テーマ性

昨日、古い設計者仲間と話をしていて、皆で何かをしようとしてもなかなか昔のようにうまく決まらない、なぜだろうとなりました。皆忙しくなって時間的に一緒にということが困難になってきてかつ個々の状況も違い切実感が異なってしまったせいだろうとなりました。

しかしそれだけではなさそうです。むしろ歳を経るごとに共有体験が少なくなりそれに比例して皆に共通する関心も少なくなってきたせいでなないかと思います。つまり皆を繋ぐ共通テーマがなくなってきているのです。

良く考えるとこれは仲間内の集まりだけに限らずあらゆるところに見受けられる状況ではないかと思います。職場や家庭内、あるいは私的団体やマスコミなど社会全体でも見受けられます。

社会的に何とかしなければならない大きなテーマはたくさんあるのですが個々人の与えうる影響力から無力感が先に発ち行動を起こさせるだけの、というより個人のほかの選択肢に優先させるようなものは見つけにくくなっています。しかも社会的体験や知識も少ないと益々テーマの魅力もわからなくなっていきていて見出しにくい度合いは大きくなっていくばかりです。

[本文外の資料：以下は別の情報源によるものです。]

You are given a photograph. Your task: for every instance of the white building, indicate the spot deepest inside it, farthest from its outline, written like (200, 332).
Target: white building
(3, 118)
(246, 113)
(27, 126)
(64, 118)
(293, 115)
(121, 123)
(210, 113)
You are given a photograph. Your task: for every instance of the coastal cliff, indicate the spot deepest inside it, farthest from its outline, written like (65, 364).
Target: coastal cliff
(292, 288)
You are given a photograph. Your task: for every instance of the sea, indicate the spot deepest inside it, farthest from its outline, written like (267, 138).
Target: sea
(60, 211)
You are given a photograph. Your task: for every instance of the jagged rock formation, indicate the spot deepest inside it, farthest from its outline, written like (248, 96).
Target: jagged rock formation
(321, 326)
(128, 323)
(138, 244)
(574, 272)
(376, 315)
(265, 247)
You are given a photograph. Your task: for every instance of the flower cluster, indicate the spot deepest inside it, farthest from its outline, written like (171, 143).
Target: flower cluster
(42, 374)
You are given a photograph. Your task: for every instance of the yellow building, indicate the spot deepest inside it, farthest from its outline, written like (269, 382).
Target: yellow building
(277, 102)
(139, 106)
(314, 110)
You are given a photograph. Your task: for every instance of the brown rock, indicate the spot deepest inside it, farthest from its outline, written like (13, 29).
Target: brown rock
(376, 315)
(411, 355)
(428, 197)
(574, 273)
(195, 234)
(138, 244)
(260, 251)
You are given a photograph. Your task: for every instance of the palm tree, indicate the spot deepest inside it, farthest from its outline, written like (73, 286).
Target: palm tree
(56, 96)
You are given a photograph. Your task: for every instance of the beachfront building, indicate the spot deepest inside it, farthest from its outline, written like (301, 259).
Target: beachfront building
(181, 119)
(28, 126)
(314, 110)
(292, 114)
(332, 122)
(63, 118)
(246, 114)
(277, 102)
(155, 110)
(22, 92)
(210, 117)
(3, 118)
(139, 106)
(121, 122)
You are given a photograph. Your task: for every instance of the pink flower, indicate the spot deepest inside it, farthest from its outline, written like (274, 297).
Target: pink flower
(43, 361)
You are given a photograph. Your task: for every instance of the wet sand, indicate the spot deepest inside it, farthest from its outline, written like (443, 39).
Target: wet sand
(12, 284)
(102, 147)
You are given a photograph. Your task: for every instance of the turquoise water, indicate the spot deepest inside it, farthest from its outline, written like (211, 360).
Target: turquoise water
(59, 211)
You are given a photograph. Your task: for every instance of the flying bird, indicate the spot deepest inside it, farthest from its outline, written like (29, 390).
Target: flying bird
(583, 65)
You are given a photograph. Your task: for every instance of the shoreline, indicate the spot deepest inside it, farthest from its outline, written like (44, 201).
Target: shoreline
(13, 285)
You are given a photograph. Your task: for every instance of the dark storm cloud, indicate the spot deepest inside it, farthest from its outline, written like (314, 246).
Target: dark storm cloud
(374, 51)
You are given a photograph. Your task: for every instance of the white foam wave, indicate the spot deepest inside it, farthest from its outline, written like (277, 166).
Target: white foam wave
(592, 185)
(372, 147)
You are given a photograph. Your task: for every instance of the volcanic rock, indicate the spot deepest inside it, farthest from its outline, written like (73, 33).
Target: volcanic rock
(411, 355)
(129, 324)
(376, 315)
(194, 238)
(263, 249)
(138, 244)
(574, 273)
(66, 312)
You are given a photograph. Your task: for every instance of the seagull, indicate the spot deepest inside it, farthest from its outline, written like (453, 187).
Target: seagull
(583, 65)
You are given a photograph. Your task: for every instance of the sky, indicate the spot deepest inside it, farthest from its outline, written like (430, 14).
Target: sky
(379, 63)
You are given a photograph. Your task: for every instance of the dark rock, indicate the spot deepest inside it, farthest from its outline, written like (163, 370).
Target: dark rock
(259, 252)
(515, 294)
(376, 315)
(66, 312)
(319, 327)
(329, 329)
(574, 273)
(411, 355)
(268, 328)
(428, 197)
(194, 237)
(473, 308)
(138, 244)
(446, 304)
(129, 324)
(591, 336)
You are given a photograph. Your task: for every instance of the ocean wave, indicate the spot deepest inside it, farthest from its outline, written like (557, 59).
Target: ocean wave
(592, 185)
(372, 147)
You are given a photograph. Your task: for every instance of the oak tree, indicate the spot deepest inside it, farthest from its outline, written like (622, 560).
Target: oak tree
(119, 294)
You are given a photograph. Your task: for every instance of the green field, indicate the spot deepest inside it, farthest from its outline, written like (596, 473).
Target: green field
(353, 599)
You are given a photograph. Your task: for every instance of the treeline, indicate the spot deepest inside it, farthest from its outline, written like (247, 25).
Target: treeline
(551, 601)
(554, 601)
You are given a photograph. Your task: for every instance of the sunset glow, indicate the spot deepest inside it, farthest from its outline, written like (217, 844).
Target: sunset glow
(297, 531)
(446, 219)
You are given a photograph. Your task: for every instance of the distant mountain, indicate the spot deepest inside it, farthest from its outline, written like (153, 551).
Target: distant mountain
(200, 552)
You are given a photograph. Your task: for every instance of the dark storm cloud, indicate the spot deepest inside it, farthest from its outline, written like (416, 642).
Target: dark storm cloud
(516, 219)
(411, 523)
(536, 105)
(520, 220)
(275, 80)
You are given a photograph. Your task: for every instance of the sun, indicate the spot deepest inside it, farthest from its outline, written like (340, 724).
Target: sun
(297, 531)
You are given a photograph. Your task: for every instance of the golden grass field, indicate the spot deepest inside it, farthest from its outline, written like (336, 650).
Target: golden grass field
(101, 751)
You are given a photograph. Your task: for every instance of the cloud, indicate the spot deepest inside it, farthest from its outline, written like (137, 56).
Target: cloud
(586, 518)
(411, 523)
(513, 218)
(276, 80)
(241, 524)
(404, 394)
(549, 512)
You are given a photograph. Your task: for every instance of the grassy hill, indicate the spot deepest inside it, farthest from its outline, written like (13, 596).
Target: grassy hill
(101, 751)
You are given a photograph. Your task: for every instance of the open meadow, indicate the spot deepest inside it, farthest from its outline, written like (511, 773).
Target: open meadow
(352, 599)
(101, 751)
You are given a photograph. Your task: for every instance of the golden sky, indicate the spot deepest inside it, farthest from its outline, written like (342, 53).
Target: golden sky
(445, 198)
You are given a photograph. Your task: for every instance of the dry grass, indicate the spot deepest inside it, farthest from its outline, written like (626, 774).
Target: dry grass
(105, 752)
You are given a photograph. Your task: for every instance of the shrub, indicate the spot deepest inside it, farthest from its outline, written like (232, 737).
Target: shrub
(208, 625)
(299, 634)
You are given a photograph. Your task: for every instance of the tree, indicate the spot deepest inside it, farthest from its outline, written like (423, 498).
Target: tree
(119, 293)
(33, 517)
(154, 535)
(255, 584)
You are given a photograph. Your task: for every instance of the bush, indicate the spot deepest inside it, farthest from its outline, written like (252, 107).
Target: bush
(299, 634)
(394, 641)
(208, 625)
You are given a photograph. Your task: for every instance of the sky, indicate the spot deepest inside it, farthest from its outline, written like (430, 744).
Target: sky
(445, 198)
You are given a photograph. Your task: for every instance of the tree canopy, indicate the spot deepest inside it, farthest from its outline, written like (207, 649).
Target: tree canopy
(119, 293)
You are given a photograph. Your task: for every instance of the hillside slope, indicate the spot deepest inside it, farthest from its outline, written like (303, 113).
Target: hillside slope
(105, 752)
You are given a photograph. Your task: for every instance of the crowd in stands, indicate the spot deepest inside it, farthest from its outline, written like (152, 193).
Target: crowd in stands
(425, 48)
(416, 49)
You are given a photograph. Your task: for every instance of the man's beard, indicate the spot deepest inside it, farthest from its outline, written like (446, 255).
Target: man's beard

個人の行動を制限させてまで他人と一緒の行動に向かわせる魅力的テーマが見出しにくい時代になり人と人を繋ぐテーマが存在しにくくなくなっているのかもしれません。社会全体がどんどん私的なものに埋没していっているのかもしれません。本当に楽しいことは自分以外の他人との係わり合いの中からしか生じ得ないと皆わかっているのにそうなっていくようです。